Includes means for determining a vector of probabilities representing the class membership of the source sentence, the elements of the vector represents the probability of belonging respectively to the plurality of classes the source sentence predetermined further
Wherein provided for each plurality of classes, look including a plurality of sub Budekoda, the plurality of sub-decoders are statistically trained by collection of training data for each class, of the plurality of sub-decoder each of the each of the words and certain phrases of the source sentence, and outputs the probability of the translation word and translation word sequences in the target language, respectively,
According to the probability of the hypothesis obtained by combining the target language translation word and translation word sequences, means for outputting a high anchor theory of most likelihood in the target language of the source text as a translation for the source text further comprising a, the probability of the hypothesis of the target language, the probability output by the plurality of sub-decoders for each of the target language translation word and translation word sequence which forms the hypothesis before Kibe vector A statistical machine translation apparatus that is calculated using a value obtained by adding elements as weights .
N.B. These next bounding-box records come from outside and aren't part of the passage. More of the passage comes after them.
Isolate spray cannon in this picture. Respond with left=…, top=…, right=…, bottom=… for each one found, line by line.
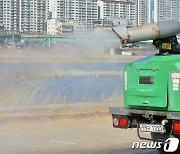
left=112, top=21, right=180, bottom=54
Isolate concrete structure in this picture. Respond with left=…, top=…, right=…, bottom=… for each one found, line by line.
left=154, top=0, right=180, bottom=21
left=94, top=19, right=128, bottom=27
left=46, top=0, right=98, bottom=28
left=137, top=0, right=154, bottom=25
left=19, top=0, right=46, bottom=34
left=98, top=0, right=137, bottom=25
left=47, top=19, right=87, bottom=35
left=0, top=0, right=46, bottom=34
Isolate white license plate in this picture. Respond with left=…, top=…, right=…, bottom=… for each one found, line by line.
left=139, top=124, right=166, bottom=133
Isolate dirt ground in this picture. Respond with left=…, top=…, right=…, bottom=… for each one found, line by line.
left=0, top=106, right=156, bottom=154
left=0, top=49, right=156, bottom=154
left=0, top=49, right=144, bottom=64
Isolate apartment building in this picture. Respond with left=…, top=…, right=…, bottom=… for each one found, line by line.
left=154, top=0, right=180, bottom=21
left=137, top=0, right=154, bottom=25
left=46, top=0, right=98, bottom=28
left=0, top=0, right=46, bottom=34
left=19, top=0, right=46, bottom=34
left=98, top=0, right=137, bottom=25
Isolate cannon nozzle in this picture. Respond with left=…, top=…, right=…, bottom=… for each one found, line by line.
left=112, top=21, right=180, bottom=43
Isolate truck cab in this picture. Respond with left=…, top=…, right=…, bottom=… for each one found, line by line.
left=110, top=22, right=180, bottom=152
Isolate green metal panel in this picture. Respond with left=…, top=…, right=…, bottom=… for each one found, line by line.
left=124, top=55, right=180, bottom=111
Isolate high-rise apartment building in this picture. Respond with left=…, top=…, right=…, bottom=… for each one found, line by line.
left=98, top=0, right=137, bottom=25
left=46, top=0, right=98, bottom=28
left=137, top=0, right=154, bottom=25
left=0, top=0, right=19, bottom=32
left=0, top=0, right=46, bottom=34
left=19, top=0, right=46, bottom=34
left=0, top=0, right=3, bottom=24
left=154, top=0, right=180, bottom=21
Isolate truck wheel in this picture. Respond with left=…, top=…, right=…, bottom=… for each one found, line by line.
left=151, top=133, right=170, bottom=142
left=151, top=133, right=180, bottom=154
left=151, top=133, right=170, bottom=154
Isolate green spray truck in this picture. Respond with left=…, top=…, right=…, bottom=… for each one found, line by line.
left=110, top=21, right=180, bottom=152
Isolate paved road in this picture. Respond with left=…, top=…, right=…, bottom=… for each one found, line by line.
left=0, top=107, right=157, bottom=154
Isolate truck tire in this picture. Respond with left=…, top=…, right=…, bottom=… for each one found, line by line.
left=151, top=133, right=170, bottom=154
left=151, top=133, right=180, bottom=154
left=151, top=133, right=170, bottom=142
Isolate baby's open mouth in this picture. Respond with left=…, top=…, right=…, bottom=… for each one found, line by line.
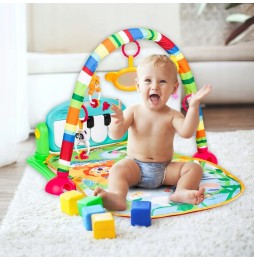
left=150, top=94, right=160, bottom=103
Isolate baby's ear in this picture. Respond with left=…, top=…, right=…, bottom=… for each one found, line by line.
left=172, top=80, right=179, bottom=94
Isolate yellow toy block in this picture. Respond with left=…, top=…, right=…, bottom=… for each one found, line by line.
left=92, top=212, right=116, bottom=239
left=60, top=190, right=84, bottom=216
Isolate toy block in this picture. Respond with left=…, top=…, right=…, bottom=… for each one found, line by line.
left=82, top=205, right=106, bottom=231
left=92, top=212, right=116, bottom=239
left=60, top=190, right=84, bottom=216
left=77, top=196, right=103, bottom=216
left=131, top=201, right=151, bottom=227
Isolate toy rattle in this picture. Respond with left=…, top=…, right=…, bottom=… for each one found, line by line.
left=105, top=41, right=140, bottom=91
left=88, top=74, right=101, bottom=108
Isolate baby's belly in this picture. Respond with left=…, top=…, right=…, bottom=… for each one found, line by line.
left=127, top=140, right=173, bottom=162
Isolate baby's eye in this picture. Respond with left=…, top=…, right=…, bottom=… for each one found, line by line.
left=160, top=80, right=167, bottom=84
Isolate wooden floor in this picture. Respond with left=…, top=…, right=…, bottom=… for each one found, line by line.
left=0, top=104, right=254, bottom=222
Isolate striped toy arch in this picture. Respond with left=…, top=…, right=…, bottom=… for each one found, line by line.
left=45, top=28, right=216, bottom=195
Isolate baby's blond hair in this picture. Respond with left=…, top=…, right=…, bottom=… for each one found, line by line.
left=137, top=54, right=178, bottom=79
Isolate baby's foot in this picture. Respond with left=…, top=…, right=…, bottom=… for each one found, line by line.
left=94, top=187, right=126, bottom=211
left=169, top=188, right=205, bottom=205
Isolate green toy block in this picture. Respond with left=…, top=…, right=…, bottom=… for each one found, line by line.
left=77, top=196, right=103, bottom=216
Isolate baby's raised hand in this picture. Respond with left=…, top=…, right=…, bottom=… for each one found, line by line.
left=111, top=101, right=123, bottom=124
left=188, top=84, right=212, bottom=107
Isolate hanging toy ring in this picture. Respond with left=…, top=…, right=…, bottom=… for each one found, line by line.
left=89, top=92, right=101, bottom=108
left=182, top=93, right=191, bottom=111
left=122, top=41, right=140, bottom=58
left=81, top=104, right=88, bottom=123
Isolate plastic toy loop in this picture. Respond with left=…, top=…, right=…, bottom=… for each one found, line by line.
left=122, top=41, right=140, bottom=58
left=182, top=93, right=191, bottom=111
left=81, top=104, right=88, bottom=123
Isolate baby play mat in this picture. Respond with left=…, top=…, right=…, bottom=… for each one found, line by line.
left=46, top=142, right=244, bottom=218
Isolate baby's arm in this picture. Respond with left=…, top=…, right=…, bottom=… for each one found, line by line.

The plurality of classes includes a general class and a plurality of specific classes,
The statistical machine translation device according to claim 1, wherein the plurality of specific classes are obtained by dividing the general class.

The statistical machine translation device according to claim 1 or 2, wherein one element of the vector corresponding to the general class is a constant in a range of 0 to 1.

The statistical machine translation apparatus according to claim 1, further comprising normalization means for normalizing elements of the vector so that a sum of the elements becomes 1. 5.

Means for determining the pre Kibe vector is statistically trained on maximum entropy models, assigning a membership probability to each of the classes, statistical according to any one of claims 1 to 4 Machine translation device.

Each of said plurality of sub Budekoda the class specific language model, class specific translation model, calculates the probability according to any combination of classes specified length model, or class specific distortion model or these models, claims 1 Item 6. The statistical machine translation device according to any one of Items 5.